As Bil jogged upcourt after his dunk, brushing palms with a few teammates along the way, Wal and Julia smiled at each other. Spouses for 32 years, they didn't have to say a word to know they were sharing the same thought. We did it. As they had for 20 years, they were finding sanctuary in the bleachers of a basketball gym in Middle America. For a fleeting moment the Duanys could watch one of their kids maneuver a ball into a hoop, and they could focus on something other than the horror in their homeland.
It began with a knock on the door. In late 1983 the Duany clan was living in Juba, a small city in the south of Sudan, the largest country in Africa. At the time Wal was the finance minister for the regional government, and Julia, a recent graduate of a teachers' college, was the mother of four young kids, with a fifth on the way. Wal and Julia had been married by arrangement in 1972--her "bridewealth" included a few dozen head of cattle and some land--and were living a comfortable life.
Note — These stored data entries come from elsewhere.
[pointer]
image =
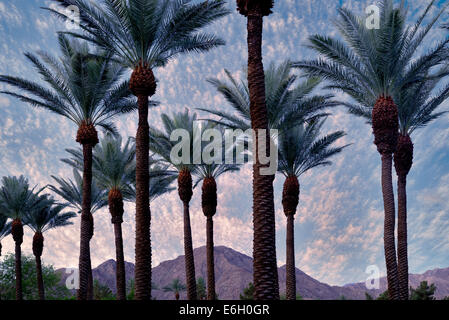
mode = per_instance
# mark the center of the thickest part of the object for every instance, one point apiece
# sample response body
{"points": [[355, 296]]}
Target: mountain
{"points": [[233, 272]]}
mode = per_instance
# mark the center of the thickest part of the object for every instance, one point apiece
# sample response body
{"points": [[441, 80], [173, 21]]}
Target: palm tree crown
{"points": [[72, 191], [82, 86], [48, 216], [288, 102], [301, 148], [147, 32]]}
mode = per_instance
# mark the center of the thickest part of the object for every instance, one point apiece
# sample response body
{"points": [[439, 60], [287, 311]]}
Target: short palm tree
{"points": [[161, 144], [300, 150], [144, 35], [372, 66], [209, 173], [264, 248], [84, 87], [72, 192], [176, 287], [16, 199], [114, 172], [5, 228], [48, 215]]}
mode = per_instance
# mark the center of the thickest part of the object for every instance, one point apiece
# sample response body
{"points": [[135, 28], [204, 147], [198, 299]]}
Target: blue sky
{"points": [[339, 223]]}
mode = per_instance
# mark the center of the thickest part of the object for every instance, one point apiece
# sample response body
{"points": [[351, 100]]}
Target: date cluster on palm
{"points": [[38, 244], [403, 157], [17, 231], [290, 195], [115, 200], [245, 7], [87, 134], [385, 125], [142, 82], [185, 185], [209, 197]]}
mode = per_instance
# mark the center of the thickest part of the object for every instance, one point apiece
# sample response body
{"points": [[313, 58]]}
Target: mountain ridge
{"points": [[233, 272]]}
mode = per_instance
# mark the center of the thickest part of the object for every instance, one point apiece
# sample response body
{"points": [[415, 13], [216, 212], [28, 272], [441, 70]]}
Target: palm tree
{"points": [[85, 88], [372, 66], [209, 173], [16, 199], [144, 35], [176, 287], [114, 172], [162, 145], [72, 192], [5, 228], [264, 244], [48, 215], [300, 150]]}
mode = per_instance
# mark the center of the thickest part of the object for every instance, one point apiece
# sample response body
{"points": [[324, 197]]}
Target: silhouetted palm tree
{"points": [[161, 144], [16, 199], [209, 173], [114, 172], [5, 228], [176, 287], [300, 150], [84, 87], [48, 215], [144, 35], [371, 66], [72, 192]]}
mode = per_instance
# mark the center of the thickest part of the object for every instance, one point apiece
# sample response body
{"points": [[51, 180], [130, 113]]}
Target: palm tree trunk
{"points": [[18, 253], [85, 269], [389, 226], [264, 244], [40, 280], [189, 258], [17, 234], [290, 266], [120, 272], [402, 237], [210, 259], [143, 236]]}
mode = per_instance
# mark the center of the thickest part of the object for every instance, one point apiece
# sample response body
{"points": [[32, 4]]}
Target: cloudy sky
{"points": [[339, 223]]}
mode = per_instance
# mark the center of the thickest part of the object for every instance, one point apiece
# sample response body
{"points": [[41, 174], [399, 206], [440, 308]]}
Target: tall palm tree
{"points": [[114, 172], [16, 199], [5, 228], [84, 87], [300, 150], [48, 215], [72, 192], [161, 144], [144, 35], [209, 173], [372, 66], [176, 287], [264, 244]]}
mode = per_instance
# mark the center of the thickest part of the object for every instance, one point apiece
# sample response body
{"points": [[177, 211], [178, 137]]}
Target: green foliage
{"points": [[201, 288], [248, 292], [54, 290], [102, 292], [423, 292]]}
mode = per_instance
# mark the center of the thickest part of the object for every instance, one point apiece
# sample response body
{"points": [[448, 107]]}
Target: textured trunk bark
{"points": [[18, 253], [85, 269], [210, 259], [120, 272], [189, 259], [402, 238], [143, 218], [389, 226], [290, 266], [264, 244], [40, 280]]}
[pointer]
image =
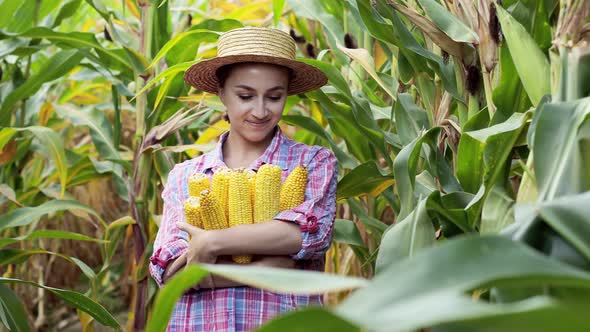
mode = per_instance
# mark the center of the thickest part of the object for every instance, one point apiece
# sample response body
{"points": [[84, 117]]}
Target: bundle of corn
{"points": [[220, 187], [196, 183], [240, 205], [242, 196], [266, 193]]}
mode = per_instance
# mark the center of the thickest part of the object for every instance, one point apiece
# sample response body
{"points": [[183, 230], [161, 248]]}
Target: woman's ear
{"points": [[221, 95]]}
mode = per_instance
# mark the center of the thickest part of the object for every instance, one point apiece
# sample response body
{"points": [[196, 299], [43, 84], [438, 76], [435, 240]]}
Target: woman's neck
{"points": [[239, 152]]}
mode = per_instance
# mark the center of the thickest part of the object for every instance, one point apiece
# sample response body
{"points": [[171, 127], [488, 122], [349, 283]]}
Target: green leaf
{"points": [[169, 295], [409, 118], [364, 179], [17, 256], [530, 62], [404, 169], [182, 47], [482, 153], [375, 226], [365, 59], [559, 172], [405, 238], [28, 215], [311, 125], [57, 66], [83, 40], [17, 15], [99, 125], [497, 212], [50, 234], [55, 148], [314, 10], [509, 96], [568, 216], [451, 25], [168, 74], [436, 283], [334, 76], [277, 11], [76, 300], [309, 319], [345, 231], [13, 314], [67, 10]]}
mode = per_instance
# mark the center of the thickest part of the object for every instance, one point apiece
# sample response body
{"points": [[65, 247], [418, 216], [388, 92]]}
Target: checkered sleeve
{"points": [[315, 216], [170, 241]]}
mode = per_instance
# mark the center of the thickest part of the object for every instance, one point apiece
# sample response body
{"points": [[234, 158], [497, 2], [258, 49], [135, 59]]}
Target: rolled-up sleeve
{"points": [[170, 241], [315, 216]]}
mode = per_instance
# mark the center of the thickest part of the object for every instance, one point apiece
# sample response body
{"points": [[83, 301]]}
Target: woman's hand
{"points": [[200, 247], [173, 267]]}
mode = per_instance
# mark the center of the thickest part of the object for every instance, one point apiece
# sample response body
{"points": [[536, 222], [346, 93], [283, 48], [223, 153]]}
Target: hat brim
{"points": [[202, 75]]}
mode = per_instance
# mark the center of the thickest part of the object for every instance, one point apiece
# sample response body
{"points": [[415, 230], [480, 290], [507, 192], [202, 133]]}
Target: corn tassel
{"points": [[293, 190], [240, 206], [266, 197], [196, 183], [212, 214], [220, 187]]}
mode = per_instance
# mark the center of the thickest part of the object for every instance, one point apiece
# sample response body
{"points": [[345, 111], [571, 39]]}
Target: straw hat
{"points": [[252, 44]]}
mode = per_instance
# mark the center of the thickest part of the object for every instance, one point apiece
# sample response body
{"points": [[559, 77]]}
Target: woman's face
{"points": [[254, 95]]}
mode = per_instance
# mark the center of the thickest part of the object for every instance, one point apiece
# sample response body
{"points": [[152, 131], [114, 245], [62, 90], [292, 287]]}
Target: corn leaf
{"points": [[309, 319], [556, 130], [12, 312], [57, 66], [451, 25], [405, 238], [366, 178], [28, 215], [436, 280], [76, 300], [530, 62]]}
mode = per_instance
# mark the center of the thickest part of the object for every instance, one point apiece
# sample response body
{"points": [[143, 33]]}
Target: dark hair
{"points": [[223, 72]]}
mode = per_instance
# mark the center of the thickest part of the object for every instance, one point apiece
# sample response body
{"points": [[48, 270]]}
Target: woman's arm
{"points": [[215, 281], [269, 238]]}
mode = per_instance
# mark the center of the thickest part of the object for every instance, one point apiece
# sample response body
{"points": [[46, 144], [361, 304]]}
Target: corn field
{"points": [[461, 129]]}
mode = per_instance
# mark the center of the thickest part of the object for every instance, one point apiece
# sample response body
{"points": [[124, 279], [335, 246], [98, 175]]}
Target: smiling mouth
{"points": [[258, 124]]}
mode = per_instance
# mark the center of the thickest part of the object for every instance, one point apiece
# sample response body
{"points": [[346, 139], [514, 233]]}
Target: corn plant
{"points": [[459, 126]]}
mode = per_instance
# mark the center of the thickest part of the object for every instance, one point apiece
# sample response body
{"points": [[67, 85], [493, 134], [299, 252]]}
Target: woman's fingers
{"points": [[174, 266]]}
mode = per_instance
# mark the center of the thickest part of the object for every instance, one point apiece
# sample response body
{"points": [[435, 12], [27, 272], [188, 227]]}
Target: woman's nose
{"points": [[259, 109]]}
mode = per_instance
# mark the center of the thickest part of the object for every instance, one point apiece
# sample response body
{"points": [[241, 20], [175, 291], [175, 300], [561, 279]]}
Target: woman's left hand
{"points": [[199, 246]]}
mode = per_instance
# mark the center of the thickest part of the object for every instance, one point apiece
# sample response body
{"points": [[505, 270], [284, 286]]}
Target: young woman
{"points": [[253, 74]]}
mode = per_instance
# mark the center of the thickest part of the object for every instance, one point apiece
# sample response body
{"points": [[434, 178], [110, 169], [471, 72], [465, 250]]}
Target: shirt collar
{"points": [[214, 158]]}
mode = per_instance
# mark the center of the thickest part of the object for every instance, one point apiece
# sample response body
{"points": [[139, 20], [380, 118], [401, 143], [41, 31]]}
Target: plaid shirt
{"points": [[245, 308]]}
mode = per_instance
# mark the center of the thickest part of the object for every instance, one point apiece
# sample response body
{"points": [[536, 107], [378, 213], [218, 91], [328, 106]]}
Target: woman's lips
{"points": [[258, 124]]}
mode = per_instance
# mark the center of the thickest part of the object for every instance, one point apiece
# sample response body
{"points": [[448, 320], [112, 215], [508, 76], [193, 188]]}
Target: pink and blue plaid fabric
{"points": [[245, 308]]}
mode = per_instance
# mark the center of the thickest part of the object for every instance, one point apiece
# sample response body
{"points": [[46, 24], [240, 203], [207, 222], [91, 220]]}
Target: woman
{"points": [[253, 73]]}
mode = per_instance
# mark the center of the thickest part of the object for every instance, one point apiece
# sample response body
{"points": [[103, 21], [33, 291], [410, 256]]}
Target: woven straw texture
{"points": [[255, 45]]}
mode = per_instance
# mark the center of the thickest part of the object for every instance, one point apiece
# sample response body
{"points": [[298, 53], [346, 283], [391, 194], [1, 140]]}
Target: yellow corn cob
{"points": [[192, 211], [268, 189], [293, 190], [211, 212], [220, 187], [240, 206], [196, 183]]}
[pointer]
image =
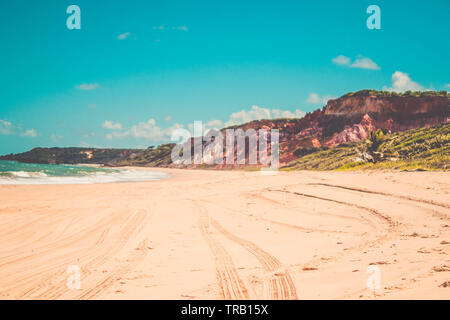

Oh, there had been hardships. Wal and Julia had died a little a few years earlier when their first child, Urom, had come down with a fever just after his first birthday, lapsed into a coma and never awakened. And more recently the authoritarian, Muslim-dominated national government, based in the north of Sudan, had jailed Wal for five months (without formal charges, much less a trial) for the crime of being a Christian unwilling to convert to Islam.